He reportedly paid $400,000 for the acreage and over $1.5 million for improvements. 631 lots were laid out, priced between $1,800 and $4,000. Two boat docks on Lake Worth for the use of town residents were depicted in an early drawing.

Edwards served as the first mayor of PBS from 1952-1954, and could not continue in this role since he did not live in the town. Thus, Henry Peerson became the first elected mayor of PBS.

Edwards built the Inlet Court Hotel in 1948. This would later become the Colonnades Hotel. The Colonnade motto was "where excellence is not extravagance."

After Edwards died in 1960, the hotel was sold three years later to John D. MacArthur, the son of a preacher, who would became one of the greatest financiers of his day. Newsweek rated MacArthur as the second richest man in the United States in 1976 with a $1 billion net worth.
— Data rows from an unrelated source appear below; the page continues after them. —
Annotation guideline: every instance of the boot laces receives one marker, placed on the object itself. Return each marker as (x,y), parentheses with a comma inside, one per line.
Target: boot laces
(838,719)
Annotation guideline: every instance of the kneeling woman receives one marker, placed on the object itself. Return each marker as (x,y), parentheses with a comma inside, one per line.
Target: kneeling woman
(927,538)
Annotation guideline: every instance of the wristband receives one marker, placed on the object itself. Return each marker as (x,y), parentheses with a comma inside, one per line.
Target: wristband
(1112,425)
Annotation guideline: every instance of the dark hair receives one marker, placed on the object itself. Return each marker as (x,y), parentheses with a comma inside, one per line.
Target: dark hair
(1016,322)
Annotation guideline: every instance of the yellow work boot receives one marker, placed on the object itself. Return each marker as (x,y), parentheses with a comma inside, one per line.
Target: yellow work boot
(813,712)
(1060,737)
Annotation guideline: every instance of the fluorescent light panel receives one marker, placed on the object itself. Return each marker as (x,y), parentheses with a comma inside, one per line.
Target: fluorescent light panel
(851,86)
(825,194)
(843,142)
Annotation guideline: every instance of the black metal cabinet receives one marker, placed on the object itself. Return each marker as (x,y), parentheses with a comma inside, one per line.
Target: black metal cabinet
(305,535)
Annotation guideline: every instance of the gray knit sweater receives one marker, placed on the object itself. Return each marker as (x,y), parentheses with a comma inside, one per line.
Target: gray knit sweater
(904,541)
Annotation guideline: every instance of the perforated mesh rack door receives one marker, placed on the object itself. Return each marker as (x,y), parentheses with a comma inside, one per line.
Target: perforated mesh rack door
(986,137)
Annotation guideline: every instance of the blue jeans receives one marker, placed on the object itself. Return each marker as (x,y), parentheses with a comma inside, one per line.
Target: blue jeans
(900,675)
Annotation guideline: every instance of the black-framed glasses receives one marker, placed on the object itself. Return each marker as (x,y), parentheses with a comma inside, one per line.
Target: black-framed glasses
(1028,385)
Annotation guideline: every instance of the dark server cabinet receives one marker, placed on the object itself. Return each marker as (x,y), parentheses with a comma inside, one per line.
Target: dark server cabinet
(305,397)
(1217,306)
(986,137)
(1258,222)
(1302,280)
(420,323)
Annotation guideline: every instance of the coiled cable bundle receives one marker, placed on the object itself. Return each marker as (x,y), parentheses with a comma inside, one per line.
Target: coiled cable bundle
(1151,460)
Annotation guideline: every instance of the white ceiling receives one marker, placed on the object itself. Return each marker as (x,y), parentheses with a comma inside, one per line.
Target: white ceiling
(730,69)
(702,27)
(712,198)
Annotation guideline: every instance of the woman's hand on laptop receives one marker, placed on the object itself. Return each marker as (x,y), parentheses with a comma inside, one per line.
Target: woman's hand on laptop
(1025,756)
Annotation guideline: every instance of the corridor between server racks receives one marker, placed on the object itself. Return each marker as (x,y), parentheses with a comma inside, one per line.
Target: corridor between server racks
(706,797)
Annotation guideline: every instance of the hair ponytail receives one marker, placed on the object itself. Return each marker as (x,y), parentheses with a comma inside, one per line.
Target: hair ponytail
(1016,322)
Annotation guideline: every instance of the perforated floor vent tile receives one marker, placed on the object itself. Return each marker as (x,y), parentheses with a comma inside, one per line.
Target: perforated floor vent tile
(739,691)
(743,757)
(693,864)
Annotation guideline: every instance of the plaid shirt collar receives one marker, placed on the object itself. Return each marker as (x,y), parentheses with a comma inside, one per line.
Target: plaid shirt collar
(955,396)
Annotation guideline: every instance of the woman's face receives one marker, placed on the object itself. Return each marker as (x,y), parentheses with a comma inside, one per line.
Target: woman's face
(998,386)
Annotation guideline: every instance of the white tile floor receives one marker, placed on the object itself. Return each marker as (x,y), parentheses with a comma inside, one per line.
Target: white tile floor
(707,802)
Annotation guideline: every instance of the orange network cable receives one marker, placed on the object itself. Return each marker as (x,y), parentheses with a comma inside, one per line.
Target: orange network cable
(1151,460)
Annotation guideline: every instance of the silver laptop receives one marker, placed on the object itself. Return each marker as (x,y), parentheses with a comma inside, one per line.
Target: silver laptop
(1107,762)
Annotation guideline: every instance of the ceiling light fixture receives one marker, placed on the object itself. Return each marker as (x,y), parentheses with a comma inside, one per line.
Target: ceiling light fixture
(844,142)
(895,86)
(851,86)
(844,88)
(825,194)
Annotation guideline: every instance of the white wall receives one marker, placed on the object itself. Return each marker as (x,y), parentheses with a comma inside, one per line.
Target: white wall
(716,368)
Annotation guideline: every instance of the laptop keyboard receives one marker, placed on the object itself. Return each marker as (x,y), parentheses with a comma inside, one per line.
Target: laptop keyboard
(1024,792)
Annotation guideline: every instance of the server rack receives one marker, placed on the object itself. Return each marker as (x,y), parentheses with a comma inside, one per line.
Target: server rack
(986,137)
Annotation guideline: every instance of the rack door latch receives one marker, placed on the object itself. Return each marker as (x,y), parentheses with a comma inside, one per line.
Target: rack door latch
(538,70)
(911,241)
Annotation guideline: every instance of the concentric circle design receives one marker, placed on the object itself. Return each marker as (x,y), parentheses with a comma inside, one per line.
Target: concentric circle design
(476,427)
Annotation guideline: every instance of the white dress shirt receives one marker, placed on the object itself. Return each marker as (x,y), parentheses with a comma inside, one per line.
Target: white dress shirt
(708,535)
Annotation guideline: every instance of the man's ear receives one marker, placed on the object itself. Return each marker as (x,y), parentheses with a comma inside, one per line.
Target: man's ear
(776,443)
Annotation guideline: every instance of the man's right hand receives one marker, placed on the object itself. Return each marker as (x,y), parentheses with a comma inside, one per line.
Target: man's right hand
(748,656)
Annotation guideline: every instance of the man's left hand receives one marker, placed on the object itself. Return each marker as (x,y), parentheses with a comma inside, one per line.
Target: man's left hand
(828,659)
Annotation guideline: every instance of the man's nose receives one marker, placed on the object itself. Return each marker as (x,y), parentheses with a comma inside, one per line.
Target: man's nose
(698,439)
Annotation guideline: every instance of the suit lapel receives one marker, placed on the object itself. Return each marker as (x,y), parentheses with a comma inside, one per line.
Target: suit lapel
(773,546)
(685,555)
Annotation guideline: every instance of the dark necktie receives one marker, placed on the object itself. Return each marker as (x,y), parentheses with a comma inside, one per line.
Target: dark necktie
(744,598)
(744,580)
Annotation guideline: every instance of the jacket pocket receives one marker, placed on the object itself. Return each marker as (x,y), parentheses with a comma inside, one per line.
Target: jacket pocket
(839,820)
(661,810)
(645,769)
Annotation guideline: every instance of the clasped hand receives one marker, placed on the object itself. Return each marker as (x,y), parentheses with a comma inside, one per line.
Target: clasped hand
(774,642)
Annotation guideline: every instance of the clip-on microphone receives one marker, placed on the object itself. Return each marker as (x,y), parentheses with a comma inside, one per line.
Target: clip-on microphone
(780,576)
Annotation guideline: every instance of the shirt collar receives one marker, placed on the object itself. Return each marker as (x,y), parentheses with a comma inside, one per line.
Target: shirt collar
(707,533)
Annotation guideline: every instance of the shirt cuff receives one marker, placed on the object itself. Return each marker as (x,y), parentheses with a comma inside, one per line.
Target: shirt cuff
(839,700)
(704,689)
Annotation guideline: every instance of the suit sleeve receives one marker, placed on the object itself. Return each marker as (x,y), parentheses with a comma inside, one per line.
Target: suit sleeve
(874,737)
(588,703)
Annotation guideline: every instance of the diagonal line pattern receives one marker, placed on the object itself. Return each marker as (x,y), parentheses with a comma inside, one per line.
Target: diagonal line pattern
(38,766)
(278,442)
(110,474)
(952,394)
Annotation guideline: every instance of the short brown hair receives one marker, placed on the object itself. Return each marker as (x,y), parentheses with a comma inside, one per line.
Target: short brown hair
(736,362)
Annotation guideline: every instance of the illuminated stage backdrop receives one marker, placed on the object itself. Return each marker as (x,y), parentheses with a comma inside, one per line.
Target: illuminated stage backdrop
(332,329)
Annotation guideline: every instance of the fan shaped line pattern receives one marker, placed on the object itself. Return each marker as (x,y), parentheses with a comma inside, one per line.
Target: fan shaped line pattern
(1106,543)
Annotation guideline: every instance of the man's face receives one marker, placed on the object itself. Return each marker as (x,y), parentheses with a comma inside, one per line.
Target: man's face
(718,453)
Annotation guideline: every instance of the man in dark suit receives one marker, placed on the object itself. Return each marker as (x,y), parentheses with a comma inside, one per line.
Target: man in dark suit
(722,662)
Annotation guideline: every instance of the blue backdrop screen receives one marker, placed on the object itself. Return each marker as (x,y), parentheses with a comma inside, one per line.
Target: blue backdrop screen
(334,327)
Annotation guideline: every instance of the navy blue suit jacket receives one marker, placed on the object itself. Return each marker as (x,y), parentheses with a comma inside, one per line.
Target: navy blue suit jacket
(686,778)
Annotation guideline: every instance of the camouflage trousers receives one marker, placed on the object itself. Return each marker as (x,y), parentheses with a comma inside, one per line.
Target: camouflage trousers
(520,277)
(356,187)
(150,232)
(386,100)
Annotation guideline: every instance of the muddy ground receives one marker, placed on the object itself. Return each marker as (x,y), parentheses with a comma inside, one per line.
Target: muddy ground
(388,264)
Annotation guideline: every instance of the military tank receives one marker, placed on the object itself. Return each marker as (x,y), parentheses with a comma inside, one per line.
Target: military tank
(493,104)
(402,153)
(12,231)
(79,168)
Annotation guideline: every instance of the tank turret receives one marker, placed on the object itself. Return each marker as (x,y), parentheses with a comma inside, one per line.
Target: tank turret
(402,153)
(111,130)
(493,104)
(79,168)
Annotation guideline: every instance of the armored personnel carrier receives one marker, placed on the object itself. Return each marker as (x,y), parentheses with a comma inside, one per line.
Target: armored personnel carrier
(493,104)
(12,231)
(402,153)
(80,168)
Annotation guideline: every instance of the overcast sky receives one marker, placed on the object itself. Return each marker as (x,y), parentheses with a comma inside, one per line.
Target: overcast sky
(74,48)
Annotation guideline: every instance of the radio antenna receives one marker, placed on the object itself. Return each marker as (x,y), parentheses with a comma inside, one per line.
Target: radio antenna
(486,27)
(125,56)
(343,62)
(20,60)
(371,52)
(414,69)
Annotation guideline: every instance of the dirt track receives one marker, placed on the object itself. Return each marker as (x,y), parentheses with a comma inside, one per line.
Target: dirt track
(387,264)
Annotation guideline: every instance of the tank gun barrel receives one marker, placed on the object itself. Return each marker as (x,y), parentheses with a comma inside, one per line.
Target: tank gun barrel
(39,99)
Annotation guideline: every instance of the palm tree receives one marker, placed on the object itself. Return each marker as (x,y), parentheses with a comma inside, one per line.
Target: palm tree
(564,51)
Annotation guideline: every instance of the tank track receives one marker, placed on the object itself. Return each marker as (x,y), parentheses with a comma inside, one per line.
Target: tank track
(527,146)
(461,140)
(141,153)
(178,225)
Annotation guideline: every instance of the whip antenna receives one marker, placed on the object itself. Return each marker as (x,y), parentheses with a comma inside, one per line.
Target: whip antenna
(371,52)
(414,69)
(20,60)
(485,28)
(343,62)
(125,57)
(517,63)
He presided over these vast financial holdings from a table in the Colonnades Coffee Shop.

The hotel had had many famous guests, including movie and television stars, politicians, and musical entertainers, including the Rolling Stones, Janis Joplin, and Jackie Gleason.

The sixth floor penthouse was named the Bob Hope Suite. Story has it that one morning when Bob Hope ordered breakfast from room service, a tall, thin waiter in white jacket with cigarette dangling from his mouth arrived to serve him coffee. It was MacArthur himself.

Paul Harvey's radio show was aired periodically from the hotel, as well as the television game show "Treasure Isle." In later years, Burt Reynolds used the Tiki Bar for his television show "B.L. Stryker."

MacArthur suffered a stroke at the hotel in 1976 and died 14 months later. The Colonnades was demolished in 1990 to make way for the Marriott Ocean Pointe.

Posted: 12:13 p.m. Wednesday, January 03, 2018



Readers: Only a man like John Donald MacArthur, who essentially built northern Palm Beach County, could cast such a giant shadow 40 years after his death on Jan. 5, 1978, at age 80.

Here’s more from colleague Joel Engelhardt’s profile in The Palm Beach Post’s 1999 Our Century special section, as well as from”Post Time” columns in August 2001 and August 2002:

Next to Henry Flagler, no developer has influenced Palm Beach County as much as MacArthur.

Both were self-made millionaires who grew up poor, and both were sons of preachers. But MacArthur stood as Flagler’s unrefined opposite.

Ornery, cheap and profane, MacArthur reviled blue bloods. He had more patience for those in blue collars. He awoke at 4:45 every morning, smoked three to four packs of cigarettes a day, drank 20 cups of coffee and swilled Scotch.

“Big Mac” ran his empire from a corner of the coffee shop at the Colonnades Beach Hotel on Singer Island, which he’d bought in 1963. Once, when asked why he dressed like a bum, MacArthur explained: “Sometimes, it’s better to feel like a bum than a millionaire.”

MacArthur sold mail-order insurance in Chicago before coming down in 1955 to collect on a loan. He took control of 80 percent of Lake Park and all of what he would name North Palm Beach. He kept buying, adding thousands of acres. He founded Palm Beach Gardens in 1959 and decided to stay and watch it grow.

He had a stroke at the Colonnades in 1976 and died 14 months later. The hotel closed in 1987 and was razed in 1990.

When MacArthur died, he was the second wealthiest man in America. He gave his fortune to a foundation named for him and his second wife, Catherine. He didn’t set up the MacArthur Foundation to do good. “I’ll do what I know best and make (money),” he told his lawyers. “You fellows will have to learn how to spend it.” But the foundation has given away billions.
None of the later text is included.